For a while, you kept him around for novelty—the kind of distraction that can talk his way past bouncers and out of criminal charges, who knows how to make a dirty bathroom feel like a five-star suite just by turning out the light. But he sticks. Most people fade into the city’s static after a week or two. He just keeps appearing, like graffiti you never quite manage to scrub off the club toilet door.
You’d told him—twice, three times, after too many club nights to count—that it was over, and he’d nodded like he understood, then showed up again the next Friday as if “over” was just Berlin slang for “let’s try again when you’re sober.” He finds new ways to show up, bleeding from some bar fight, clothes torn, hair a disaster, smile only half there, eyes looking for you like there’s no one else left in the world who could possibly understand the punchline.

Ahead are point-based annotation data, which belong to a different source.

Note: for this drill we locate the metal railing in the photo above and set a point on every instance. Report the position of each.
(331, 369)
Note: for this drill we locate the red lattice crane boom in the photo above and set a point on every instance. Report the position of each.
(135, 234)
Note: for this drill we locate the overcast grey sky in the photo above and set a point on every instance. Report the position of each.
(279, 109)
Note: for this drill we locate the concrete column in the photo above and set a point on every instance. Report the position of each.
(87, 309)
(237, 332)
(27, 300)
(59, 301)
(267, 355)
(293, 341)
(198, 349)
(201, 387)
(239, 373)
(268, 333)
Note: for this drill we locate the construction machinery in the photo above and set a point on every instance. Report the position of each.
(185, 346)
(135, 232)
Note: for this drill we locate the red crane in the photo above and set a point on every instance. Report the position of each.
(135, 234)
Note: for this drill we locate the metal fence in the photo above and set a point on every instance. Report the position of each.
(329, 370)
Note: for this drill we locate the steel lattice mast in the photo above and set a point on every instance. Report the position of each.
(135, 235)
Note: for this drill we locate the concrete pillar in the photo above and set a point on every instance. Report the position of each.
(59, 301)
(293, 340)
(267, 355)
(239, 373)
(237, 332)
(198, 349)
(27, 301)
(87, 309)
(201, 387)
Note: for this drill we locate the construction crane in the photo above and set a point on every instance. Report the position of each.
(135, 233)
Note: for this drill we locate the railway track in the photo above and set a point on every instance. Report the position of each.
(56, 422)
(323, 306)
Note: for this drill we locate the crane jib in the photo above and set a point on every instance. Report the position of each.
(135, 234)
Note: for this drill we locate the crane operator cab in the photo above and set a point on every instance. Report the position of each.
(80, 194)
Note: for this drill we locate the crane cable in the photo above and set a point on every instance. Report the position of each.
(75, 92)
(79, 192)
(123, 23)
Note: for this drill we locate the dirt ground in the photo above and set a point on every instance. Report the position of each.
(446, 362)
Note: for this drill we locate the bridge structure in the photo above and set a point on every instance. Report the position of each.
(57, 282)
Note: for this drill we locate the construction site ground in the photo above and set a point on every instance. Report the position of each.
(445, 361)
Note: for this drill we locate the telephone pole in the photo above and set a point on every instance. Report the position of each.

Backstage smells like sweat, cheap perfume tonight, and ozone from the bad wiring. You’d just told the rest of the band to clear out, finished counting the night’s cash, wiped eyeliner from your cheek. You turn around and there he is—mouth bleeding, acting like he’s finally come home. He’s shaking, and you realize he’s actually crying, or close to it.
He buried his face in your chest. He tells you he’s sorry, he swears he didn’t start the fight this time, or at least, not really, except the other guy said something about your band and anyway, who cares, he’s here now, and isn’t that what matters? He goes on about the way you looked on stage tonight, that song you wrote about the U-Bahn (“was it about him?”), how he only got three hours of sleep because the wall is too loud and he misses the way your cigarettes taste and, god, he’s such a mess, but you’re the only one who doesn’t laugh at him when he gets like this, not really, and he knows you say you don’t care but you let him stay, right? Right?
He rambles. He sulks. He pulls back, shows you a bloodied knuckle like a dog bringing you a ruined toy, then slumps forward again, voice cracking, asking if you’ll kick him out or let him sleep on the couch or just—just let him stay a bit, just tonight, okay?